# Abiogenesis Under the Microscope

<!-- type: concept | created: 2026-07-17 | updated: 2026-07-17 -->

## Intro

> **[Download the full paper (PDF, sign-in required)](/codex-api/paper.php?slug=abiogenesis-under-the-microscope)** &nbsp;·&nbsp; *Abiogenesis Under the Microscope: A Scientific and Philosophical Critique* by ris3n.

How did life come from non-life? The naturalistic answer is abiogenesis: the claim that the first living cell assembled itself from raw chemicals on the early Earth, with no plan and no guidance. This paper takes that claim apart in debate style, using probability, chemistry, expert testimony, and the most recent research. Its verdict is not that the origin of life is merely unsolved. It is that unguided abiogenesis is, on the evidence we actually have, implausible.

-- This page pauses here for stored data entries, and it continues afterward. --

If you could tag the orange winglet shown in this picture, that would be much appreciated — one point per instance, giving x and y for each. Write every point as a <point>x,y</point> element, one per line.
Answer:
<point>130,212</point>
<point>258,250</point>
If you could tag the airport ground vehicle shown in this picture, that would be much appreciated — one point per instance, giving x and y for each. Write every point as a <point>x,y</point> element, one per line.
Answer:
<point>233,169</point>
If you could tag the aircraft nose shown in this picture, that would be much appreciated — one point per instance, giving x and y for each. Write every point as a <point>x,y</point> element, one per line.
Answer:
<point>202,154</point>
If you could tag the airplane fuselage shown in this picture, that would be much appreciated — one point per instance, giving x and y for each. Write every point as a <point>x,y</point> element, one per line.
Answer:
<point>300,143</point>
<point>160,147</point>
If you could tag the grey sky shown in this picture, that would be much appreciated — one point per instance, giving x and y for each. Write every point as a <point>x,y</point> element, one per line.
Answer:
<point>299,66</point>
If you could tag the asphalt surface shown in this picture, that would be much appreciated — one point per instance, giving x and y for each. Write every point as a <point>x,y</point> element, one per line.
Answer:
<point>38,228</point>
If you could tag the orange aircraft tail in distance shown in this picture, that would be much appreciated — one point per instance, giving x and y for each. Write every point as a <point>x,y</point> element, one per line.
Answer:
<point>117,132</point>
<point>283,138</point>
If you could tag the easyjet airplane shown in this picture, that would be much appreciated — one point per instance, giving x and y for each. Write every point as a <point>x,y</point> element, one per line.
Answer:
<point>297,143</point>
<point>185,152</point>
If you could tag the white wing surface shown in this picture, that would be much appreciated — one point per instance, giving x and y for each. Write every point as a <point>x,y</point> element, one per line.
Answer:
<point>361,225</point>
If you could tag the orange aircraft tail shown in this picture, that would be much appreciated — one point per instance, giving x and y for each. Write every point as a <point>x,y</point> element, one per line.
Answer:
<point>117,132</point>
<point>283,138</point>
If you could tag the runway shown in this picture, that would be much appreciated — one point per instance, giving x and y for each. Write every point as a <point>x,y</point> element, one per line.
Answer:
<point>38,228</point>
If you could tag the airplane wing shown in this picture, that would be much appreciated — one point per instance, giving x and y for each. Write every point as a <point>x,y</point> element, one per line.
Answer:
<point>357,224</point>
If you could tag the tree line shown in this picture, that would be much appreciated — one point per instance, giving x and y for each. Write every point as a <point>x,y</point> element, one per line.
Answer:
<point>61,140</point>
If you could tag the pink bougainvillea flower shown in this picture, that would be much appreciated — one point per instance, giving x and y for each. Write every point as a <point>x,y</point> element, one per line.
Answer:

The heart of the case is a single distinction: life is not just chemistry, it is chemistry organized by information. Every cell stores coded instructions in DNA, copies them into RNA, and decodes them into working protein machines. Explaining how the molecules could form is not the hard part. Explaining where the coded information came from is. The paper argues that the only cause ever observed to produce that kind of specified, functional information is a mind, and it follows that inference to its source in the God of the Bible.

## In full

*Abiogenesis Under the Microscope* argues that the spontaneous origin of a self-replicating, information-processing cell from non-living matter is empirically unsupported, mathematically inaccessible, and best explained by intelligent causation. It marshals four converging lines: the universality of the Law of Biogenesis (all observed life comes from prior life); the collapse of the primordial-soup model under corrected atmospheric chemistry; the informational and probabilistic barriers to assembling even a minimal replication-translation system; and the recent deepening of the problem by the 2024 LUCA reconstruction and the 2025 Endres information-theoretic study. From the inference to an intelligent cause it bridges, by the classical design-detection principle and the Johannine *Logos* doctrine, to the personal Creator of Genesis and John. The argument is presented as an inference to the best explanation grounded in the principle of adequate causation, not as an argument from ignorance.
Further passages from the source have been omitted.